Most government agencies aren’t known for expediency when it comes to websites. It’s a role usually left to the private and academic institutions. That’s largely because most government agencies have their focuses elsewhere.

Yet, homeowners and renters impacted by the coronavirus now have a new resource to access the most up-to-date information on housing assistance. It was launched about six weeks after the passage of the Coronavirus Aid, Relief, and Economic Security (CARES) Act on March 27.

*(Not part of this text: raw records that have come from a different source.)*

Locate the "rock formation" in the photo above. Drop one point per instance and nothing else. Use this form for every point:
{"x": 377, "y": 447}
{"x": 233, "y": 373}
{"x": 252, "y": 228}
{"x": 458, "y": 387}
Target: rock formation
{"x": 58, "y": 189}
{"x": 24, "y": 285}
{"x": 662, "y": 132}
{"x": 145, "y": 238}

The agencies have created the CFPB.gov/Housing page as a guide to help affected homeowners and renters through the relief process by consolidating CARES Act mortgage relief information, protections for renters,resources for additional help, and information on how to avoid COVID-19 related scams into one central location. It also has tools for homeowners to determine if their mortgage is federally backed, and for renters to find out if their rental units are financed by FHA, Fannie Mae or Freddie Mac.

In addition to the site, the CFPB and the FHFA have teamed up for the Borrowers Protection Program. In this program, the two agencies are able to share servicing information to protect borrowers during the pandemic.

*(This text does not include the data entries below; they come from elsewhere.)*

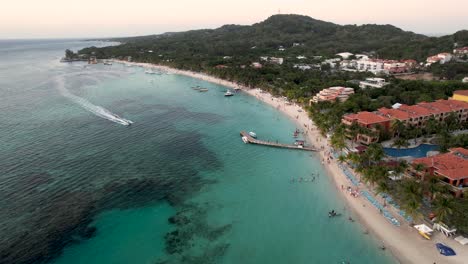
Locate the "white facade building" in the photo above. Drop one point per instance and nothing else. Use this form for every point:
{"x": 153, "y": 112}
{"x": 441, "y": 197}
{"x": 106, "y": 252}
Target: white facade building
{"x": 372, "y": 83}
{"x": 371, "y": 65}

This being primarily a CFPB site, there is good information for consumers on scams related to the coronavirus. It has practical info on avoiding the lure of fake charity pitches, as well as attempts to target personal information and compromise social security details. Unlike the main page, the scam page is translated into six different languages besides English,which should prove useful to a wide swatch of the population.

Also helpful on the main page are links to credit counseling organizations, HUD-approved housing counselors, and local bar associations and legal aid groups.

Is all of the information useful? Not necessarily but this is a government project so lots of credit does have to be shared. A sidebar with information on the White House Coronavirus Task Force about the White House Coronavirus Task Force in conjunction with CDC, HHS, and other agency stakeholders two months in to the pandemic isn’t going to be that useful.

The page also offers consumers an easy way to file complaints having trouble with a financial product or service. That might come in handy for consumers unintentionally placed into forbearance, for example. CFPB says it will respond in 15 days.